On 20th October 2014 the House of Lords debated the Government’s Criminal Justice and Courts Bill during its Report Stage. Peers debated an amendment from Crossbench Peer Lord Lloyd of Berwick to Clause 10, relating to treatment of prisoners serving indeterminate sentences. The Bishop of Rochester, Rt Rev James Langstaff, joined several Peers in expressing support for the amendment and he voted for its inclusion during the subsequent Division of the House.

Clause 10: Initial release and release after recall: life sentences

Amendment 39. Moved by Lord Lloyd of Berwick

Clause 10, page 11, line 2, after “(prisoners)” insert—

“(a) after subsection (2) insert—

“(2A) Without prejudice to the powers of the Secretary of State to change the release test under this section, the Parole Board shall direct the release on licence of prisoners serving indeterminate sentences with a tariff of less than 2 years imposed before 2008 when the Criminal Justice Act 2003 was amended.”;”

Lord Lloyd of Berwick: [extract] My Lords, this amendment relates to a group of 650 prisoners serving indeterminate sentences for the protection of the public under Section 225 of the Criminal Justice Act 2003. They are part of a much larger group of over 5,000 prisoners serving indeterminate sentences under that section. However, this amendment does not affect the larger group.

As your Lordships know, the IPP sentence has now been abolished. Mr Blunkett, who introduced the sentence in 2003, has accepted that although the idea was sound the implementation was disastrous—for which, I believe, he has apologised, a rare thing in politics. The problems became apparent very early on. As a result, Section 225 was amended in 2008. The amendment affected in two ways the group of prisoners with whom I am particularly concerned. First, the indeterminate sentence ceased to be available for those with a tariff of less than two years. Secondly, whereas the court was bound to assume under the provisions of the Act that the defendant was dangerous before 2008, that assumption ceased to apply after 2008. It was for the judge thereafter to decide in each case whether or not to impose an indeterminate sentence.

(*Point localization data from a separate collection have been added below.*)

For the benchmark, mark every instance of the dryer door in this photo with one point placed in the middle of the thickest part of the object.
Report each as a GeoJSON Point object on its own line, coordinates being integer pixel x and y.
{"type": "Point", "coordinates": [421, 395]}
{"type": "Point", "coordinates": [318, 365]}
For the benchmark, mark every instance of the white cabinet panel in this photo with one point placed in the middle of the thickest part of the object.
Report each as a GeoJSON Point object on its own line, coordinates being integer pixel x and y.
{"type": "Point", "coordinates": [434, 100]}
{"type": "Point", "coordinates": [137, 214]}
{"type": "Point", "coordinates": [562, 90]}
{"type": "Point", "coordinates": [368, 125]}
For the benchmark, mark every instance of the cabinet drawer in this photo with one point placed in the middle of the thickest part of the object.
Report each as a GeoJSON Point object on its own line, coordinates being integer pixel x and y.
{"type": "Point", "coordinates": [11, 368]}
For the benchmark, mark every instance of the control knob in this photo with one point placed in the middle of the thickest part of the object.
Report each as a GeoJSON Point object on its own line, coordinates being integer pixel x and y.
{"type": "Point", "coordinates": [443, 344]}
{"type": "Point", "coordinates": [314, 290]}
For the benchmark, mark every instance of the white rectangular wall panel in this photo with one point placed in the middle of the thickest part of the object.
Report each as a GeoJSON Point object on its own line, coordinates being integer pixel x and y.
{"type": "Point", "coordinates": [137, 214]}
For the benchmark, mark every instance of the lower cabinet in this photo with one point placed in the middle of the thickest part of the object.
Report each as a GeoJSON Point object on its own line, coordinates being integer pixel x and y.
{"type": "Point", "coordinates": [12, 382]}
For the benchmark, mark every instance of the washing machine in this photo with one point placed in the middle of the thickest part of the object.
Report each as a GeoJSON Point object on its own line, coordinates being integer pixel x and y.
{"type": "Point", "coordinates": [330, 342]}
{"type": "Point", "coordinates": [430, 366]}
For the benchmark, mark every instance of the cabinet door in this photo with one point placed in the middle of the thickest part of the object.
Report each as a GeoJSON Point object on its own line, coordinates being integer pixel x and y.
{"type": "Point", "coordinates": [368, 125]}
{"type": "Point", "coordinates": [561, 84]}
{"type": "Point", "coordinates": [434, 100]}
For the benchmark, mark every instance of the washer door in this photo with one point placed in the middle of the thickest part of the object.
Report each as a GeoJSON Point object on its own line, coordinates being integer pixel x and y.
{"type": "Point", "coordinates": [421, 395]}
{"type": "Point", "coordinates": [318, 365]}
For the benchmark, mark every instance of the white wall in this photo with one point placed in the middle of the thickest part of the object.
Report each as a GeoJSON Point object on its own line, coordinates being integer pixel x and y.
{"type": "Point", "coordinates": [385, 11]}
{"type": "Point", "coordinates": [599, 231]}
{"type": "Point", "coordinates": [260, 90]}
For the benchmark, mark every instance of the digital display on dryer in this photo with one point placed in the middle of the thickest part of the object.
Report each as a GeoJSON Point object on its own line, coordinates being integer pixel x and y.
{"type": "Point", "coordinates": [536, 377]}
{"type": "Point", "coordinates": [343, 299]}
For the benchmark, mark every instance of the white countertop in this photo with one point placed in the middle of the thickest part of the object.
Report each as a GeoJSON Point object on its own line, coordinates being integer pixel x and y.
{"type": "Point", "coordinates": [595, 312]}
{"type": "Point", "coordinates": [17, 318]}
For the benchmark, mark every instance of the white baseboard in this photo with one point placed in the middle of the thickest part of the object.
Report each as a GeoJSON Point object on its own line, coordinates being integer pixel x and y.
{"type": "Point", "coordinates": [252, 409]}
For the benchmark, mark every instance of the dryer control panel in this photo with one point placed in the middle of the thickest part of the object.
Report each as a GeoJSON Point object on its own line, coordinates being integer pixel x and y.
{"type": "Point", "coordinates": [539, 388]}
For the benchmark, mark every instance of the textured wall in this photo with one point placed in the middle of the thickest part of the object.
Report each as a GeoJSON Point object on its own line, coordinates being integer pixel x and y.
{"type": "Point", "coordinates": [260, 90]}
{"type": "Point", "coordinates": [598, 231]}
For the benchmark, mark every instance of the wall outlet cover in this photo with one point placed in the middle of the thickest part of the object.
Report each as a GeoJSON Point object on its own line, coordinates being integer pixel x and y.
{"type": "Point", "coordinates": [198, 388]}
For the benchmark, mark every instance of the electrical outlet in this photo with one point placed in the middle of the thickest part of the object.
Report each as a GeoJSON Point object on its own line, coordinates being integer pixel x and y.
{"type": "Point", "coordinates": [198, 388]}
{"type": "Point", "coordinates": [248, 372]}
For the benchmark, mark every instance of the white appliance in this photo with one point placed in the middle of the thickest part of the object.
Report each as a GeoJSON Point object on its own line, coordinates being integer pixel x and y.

So far, so good. But there was one great defect in the amending legislation, which I am afraid to say I failed to notice at the time. It made no provision at all for those who had already been given an indeterminate sentence with a tariff of less than two years before the amendment took effect. One therefore had this position: a defendant committing a minor offence—such as arson, wounding, or whatever it might be—before 2008 which merited a determinate sentence of, say, four years, would be given an indeterminate sentence with a tariff of two years, or half the notional determinate sentence. That was the way in which it was intended to work and did work. There was no alternative.

However, exactly the same defendant committing exactly the same offence after 2008 could not be given an indeterminate sentence; it was simply no longer available for him. He will have been given, correctly, a determinate sentence of four years. As a result, he will of course have been released years ago under the ordinary early release provisions entitling him to release at a halfway stage. Meanwhile, the 650 unfortunate defendants committing exactly the same offence before 2008 are still in prison. I suggest that it does not take much imagination to see the sense of injustice that that has created…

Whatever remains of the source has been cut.